In 2017, we began our work with Jitterbit as complete industry outsiders. Three years later, as Jitterbit is named a Gartner Magic Quadrant 2020 leader in EiPaaS (Enterprise Integration Platform as a Service), we’re happy to congratulate our client and celebrate the work that changed the game for both Jitterbit and altr.

Who Jitterbit is:

Jitterbit delivers low and no code solutions to help their customers connect all of their digital infrastructure, including APIs, databases, and files to make their business run more efficiently. Their EiPaaS provides a single, unified dashboard of all of company data. But, as an early pioneer in the integration space, and after more than a decade in the market, the user experience of Jitterbit’s platform became dated, increasingly confusing and a competitive disadvantage against newer rivals. Users trusted the power of Jitterbit’s back-end to effectively manage their data, but the platform’s true promise of easy-to-understand low code integration hadn’t yet been realized.

What we did:

We went back to the basics. And, ironically, that’s anything but easy. Our team at altr revamped Jitterbit’s Design Studio by overhauling generally accepted design patterns that often failed to deal with the complexity of real-world demands. From new, clearer ways to map the underlying infrastructure of users’ APIs and databases, to a completely reimagined mapping experience to make the connections between source and target connectors easily understood by both novice and expert users.

How we did it:

Research >Concept >Do Our Damnedest To Break It >Refine >Design >Develop >Launch

We sought to understand the necessary functionality for each aspect of the product. Next, we investigated how users use these tools in the current software, sorting through gaps in the experience, confusion, and underleveraged features.

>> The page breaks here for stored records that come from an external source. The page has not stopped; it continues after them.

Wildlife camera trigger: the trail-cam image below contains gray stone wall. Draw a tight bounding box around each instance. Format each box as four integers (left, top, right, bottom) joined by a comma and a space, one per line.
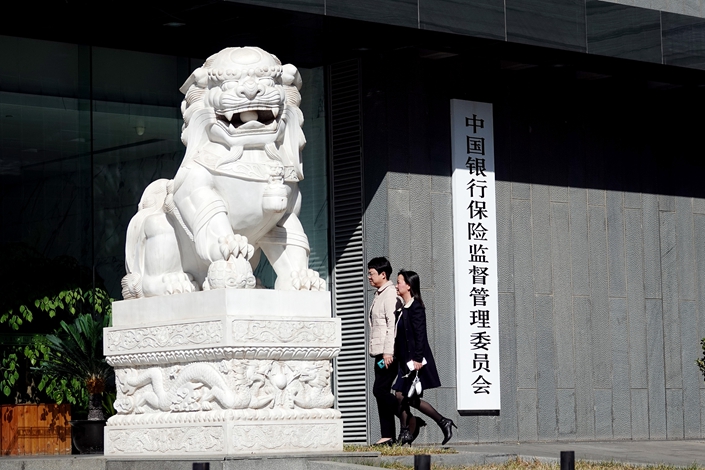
501, 185, 705, 441
369, 175, 705, 443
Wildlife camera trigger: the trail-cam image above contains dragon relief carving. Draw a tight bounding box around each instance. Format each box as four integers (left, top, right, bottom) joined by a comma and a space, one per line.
121, 46, 325, 299
115, 363, 240, 413
290, 361, 335, 409
113, 360, 333, 415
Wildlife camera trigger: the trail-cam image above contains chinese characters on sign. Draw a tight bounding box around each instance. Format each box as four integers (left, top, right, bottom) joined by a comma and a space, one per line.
450, 100, 501, 412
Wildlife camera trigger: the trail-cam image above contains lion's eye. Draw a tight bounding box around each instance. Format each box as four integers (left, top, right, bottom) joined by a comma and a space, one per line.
221, 81, 238, 91
259, 78, 274, 88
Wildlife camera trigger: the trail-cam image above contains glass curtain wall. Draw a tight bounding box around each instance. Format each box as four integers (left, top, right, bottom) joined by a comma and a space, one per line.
0, 37, 92, 271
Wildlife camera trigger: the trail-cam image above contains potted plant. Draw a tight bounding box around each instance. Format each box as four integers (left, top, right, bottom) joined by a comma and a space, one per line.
0, 244, 109, 402
36, 312, 114, 454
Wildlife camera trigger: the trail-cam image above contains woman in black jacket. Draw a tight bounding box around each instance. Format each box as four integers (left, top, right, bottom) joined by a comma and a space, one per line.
393, 269, 457, 445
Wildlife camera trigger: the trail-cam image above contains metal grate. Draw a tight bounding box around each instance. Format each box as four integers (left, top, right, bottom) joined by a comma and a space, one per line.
328, 59, 368, 444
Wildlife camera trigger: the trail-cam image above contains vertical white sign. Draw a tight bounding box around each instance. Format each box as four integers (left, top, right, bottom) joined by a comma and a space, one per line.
450, 99, 501, 412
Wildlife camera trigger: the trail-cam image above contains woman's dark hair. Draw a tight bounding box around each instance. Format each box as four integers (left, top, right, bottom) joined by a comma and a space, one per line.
398, 269, 425, 308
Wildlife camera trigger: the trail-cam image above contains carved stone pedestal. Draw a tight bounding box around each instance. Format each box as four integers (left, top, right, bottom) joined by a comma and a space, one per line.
103, 289, 342, 456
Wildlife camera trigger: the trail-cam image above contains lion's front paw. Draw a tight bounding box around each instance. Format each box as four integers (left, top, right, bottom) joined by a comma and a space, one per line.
206, 258, 256, 290
218, 234, 254, 261
142, 272, 198, 297
290, 269, 326, 291
163, 272, 198, 295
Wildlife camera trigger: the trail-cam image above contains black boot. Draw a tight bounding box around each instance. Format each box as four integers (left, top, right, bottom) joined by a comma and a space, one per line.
398, 426, 413, 445
439, 418, 457, 445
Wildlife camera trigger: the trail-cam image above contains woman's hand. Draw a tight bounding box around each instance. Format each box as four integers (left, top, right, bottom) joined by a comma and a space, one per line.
412, 360, 423, 370
383, 354, 394, 368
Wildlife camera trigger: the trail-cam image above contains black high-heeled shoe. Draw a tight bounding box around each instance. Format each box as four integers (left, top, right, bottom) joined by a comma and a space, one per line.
411, 417, 427, 444
439, 418, 457, 445
398, 426, 413, 446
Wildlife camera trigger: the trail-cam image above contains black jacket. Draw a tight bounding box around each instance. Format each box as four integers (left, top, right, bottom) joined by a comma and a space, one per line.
395, 299, 441, 391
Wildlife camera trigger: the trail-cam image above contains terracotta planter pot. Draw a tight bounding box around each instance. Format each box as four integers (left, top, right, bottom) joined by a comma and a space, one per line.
69, 420, 105, 454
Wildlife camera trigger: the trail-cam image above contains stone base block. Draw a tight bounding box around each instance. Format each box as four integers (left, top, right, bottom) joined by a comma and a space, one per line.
105, 419, 343, 456
104, 290, 342, 457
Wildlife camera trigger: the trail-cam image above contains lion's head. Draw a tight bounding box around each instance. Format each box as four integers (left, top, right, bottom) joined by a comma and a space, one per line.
179, 47, 305, 178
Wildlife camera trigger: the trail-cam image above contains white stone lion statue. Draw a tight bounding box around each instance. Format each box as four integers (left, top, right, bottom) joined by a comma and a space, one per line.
121, 47, 325, 299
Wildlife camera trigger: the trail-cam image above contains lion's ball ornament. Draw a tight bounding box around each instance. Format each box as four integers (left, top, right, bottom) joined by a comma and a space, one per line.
121, 47, 325, 298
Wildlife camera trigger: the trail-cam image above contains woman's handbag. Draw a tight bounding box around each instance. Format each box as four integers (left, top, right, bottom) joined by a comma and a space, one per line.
407, 371, 423, 397
404, 357, 427, 397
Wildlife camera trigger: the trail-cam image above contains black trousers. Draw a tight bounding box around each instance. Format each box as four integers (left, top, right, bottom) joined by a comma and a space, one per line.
372, 354, 399, 440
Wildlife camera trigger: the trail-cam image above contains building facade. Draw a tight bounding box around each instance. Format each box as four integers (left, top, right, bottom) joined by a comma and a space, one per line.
2, 0, 705, 444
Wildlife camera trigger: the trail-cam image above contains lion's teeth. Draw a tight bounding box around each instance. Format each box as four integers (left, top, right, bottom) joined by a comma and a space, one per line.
225, 111, 235, 122
271, 107, 279, 118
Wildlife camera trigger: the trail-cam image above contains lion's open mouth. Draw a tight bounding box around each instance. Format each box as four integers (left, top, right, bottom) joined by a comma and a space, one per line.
215, 107, 279, 134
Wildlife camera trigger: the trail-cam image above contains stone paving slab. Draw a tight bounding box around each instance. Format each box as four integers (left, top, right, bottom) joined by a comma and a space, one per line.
0, 456, 107, 470
0, 453, 381, 470
452, 440, 705, 467
3, 441, 705, 469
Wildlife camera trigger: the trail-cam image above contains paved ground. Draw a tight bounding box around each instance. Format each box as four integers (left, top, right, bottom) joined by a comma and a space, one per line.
448, 440, 705, 467
2, 440, 705, 469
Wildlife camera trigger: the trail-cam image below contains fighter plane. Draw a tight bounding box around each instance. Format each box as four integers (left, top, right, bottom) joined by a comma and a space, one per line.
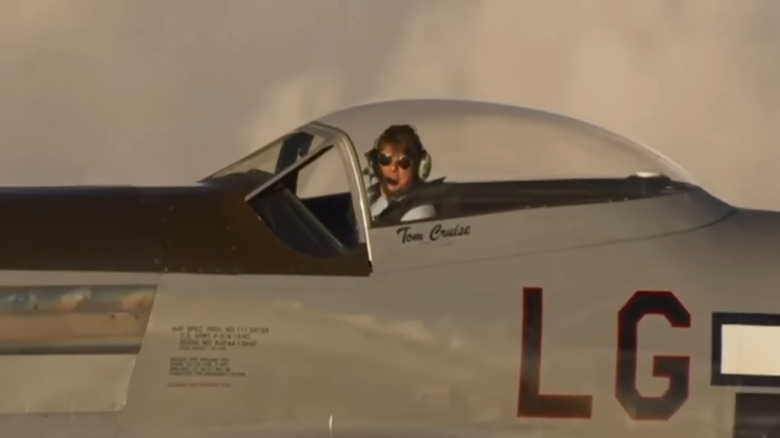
0, 98, 776, 437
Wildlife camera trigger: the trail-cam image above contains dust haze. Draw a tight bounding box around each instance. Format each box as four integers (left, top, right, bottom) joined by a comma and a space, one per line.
1, 0, 779, 208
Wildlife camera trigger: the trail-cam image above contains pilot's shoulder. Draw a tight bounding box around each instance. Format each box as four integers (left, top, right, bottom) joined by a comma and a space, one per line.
370, 196, 388, 216
401, 203, 436, 221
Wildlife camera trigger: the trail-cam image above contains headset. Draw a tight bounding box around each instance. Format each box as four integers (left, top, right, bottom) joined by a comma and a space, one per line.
363, 139, 432, 182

We then looked outside of the industry to identify more intuitive user flows and interactions that we could learn from in our own designs. One a-ha moment came from wandering the halls of Boston’s Museum of Science. A simple tool that children at the museum could use to program a robot sparked ideas on how to truly bring complexity to a basic level. (After all, what could be more clear than instructions created for young, developing minds.)

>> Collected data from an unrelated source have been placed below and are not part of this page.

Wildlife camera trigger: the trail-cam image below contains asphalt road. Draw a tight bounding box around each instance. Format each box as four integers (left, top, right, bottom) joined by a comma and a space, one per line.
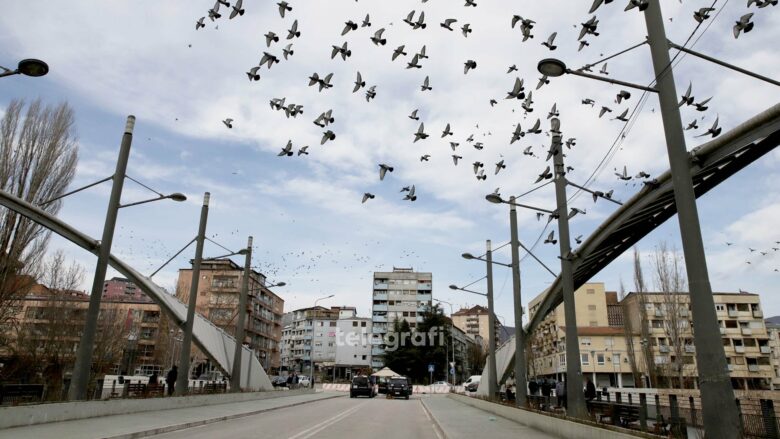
150, 394, 445, 439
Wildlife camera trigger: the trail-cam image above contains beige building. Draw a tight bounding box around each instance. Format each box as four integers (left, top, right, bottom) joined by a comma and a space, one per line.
451, 305, 501, 346
176, 258, 284, 371
622, 291, 772, 390
528, 283, 638, 388
765, 319, 780, 390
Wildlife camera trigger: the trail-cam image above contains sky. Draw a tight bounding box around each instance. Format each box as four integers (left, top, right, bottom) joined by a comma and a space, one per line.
1, 1, 779, 325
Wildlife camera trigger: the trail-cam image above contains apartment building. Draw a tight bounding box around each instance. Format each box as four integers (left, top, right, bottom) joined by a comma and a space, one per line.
280, 306, 350, 375
527, 283, 639, 388
371, 267, 433, 369
765, 317, 780, 390
451, 304, 502, 346
176, 258, 284, 371
622, 291, 772, 390
334, 313, 372, 379
102, 277, 151, 303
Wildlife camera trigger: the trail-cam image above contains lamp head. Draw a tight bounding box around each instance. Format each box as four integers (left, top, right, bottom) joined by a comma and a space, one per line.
236, 248, 249, 255
449, 284, 459, 290
167, 192, 187, 202
537, 58, 567, 77
275, 282, 286, 287
17, 59, 48, 77
485, 193, 504, 204
461, 252, 476, 260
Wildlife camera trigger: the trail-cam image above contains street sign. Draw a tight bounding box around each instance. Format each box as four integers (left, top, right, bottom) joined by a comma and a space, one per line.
450, 368, 455, 375
428, 363, 435, 373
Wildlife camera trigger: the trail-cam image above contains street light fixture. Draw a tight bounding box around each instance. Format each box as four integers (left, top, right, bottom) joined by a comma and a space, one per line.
0, 58, 49, 78
118, 192, 187, 209
537, 58, 659, 93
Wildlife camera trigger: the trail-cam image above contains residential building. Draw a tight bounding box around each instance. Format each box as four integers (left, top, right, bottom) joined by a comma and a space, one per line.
451, 323, 481, 383
765, 316, 780, 390
371, 267, 433, 369
176, 258, 284, 372
622, 290, 772, 390
280, 306, 345, 375
102, 277, 152, 303
451, 304, 502, 346
527, 283, 639, 388
334, 313, 372, 379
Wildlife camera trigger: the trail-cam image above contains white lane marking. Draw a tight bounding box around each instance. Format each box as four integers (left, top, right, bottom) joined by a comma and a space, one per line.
286, 402, 365, 439
420, 398, 445, 439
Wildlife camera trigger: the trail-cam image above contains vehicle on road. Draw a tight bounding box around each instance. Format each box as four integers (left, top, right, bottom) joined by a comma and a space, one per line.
298, 375, 311, 387
350, 375, 375, 398
271, 376, 288, 387
463, 375, 481, 392
388, 376, 412, 399
432, 381, 450, 386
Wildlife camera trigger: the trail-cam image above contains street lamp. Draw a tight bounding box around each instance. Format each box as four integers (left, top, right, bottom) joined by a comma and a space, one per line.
537, 58, 659, 93
69, 116, 186, 401
0, 58, 49, 79
434, 298, 456, 386
309, 294, 335, 388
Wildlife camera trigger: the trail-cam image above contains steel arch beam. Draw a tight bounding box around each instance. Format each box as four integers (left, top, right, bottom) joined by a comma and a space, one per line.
0, 191, 273, 391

Project View: Before and After

We worked to radically simplify and clarify flows and interactions. And, once we developed a concept, we challenged Jitterbit’s team of consultants to “break it” – asking for the most complex scenarios to ensure that the concept could address it. If it couldn’t? Back to the drawing board.

Mapping View: Before and After

Why it worked:

As outsiders to the industry, we were better able to break down the design communication to exactly that. Rather than focus on the subject matter, though we happily dove in to become honorary integration architects, we zoomed out to focus on how humans make connections.

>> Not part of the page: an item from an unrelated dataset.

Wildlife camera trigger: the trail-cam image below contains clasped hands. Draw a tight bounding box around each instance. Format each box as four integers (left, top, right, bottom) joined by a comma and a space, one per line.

Designing from scratch around user needs, while drawing inspiration from outside of the industry gave us the flexibility to innovate. We discovered that many of the problems with the old interface came from the constraints of industry norms that hadn’t kept up with changing user demands. As is so often the case, “how it’s always been done” isn’t always how it should be done.

The fact that Jitterbit was open to collaborating with a firm that hadn’t worked in the industry before (and thus hadn’t been indoctrinated by the accepted norms of integration design) opened up a world of opportunity for us and for them.  Approaching this work with fresh eyes while pushing ourselves to address the most complex scenarios, we arrived at solutions to UX problems that have dogged the EiPaaS industry as it has grown. Our partners at Jitterbit gave us room to take risks, and their recognition as a leader by Gartner has shown that those risks have paid off.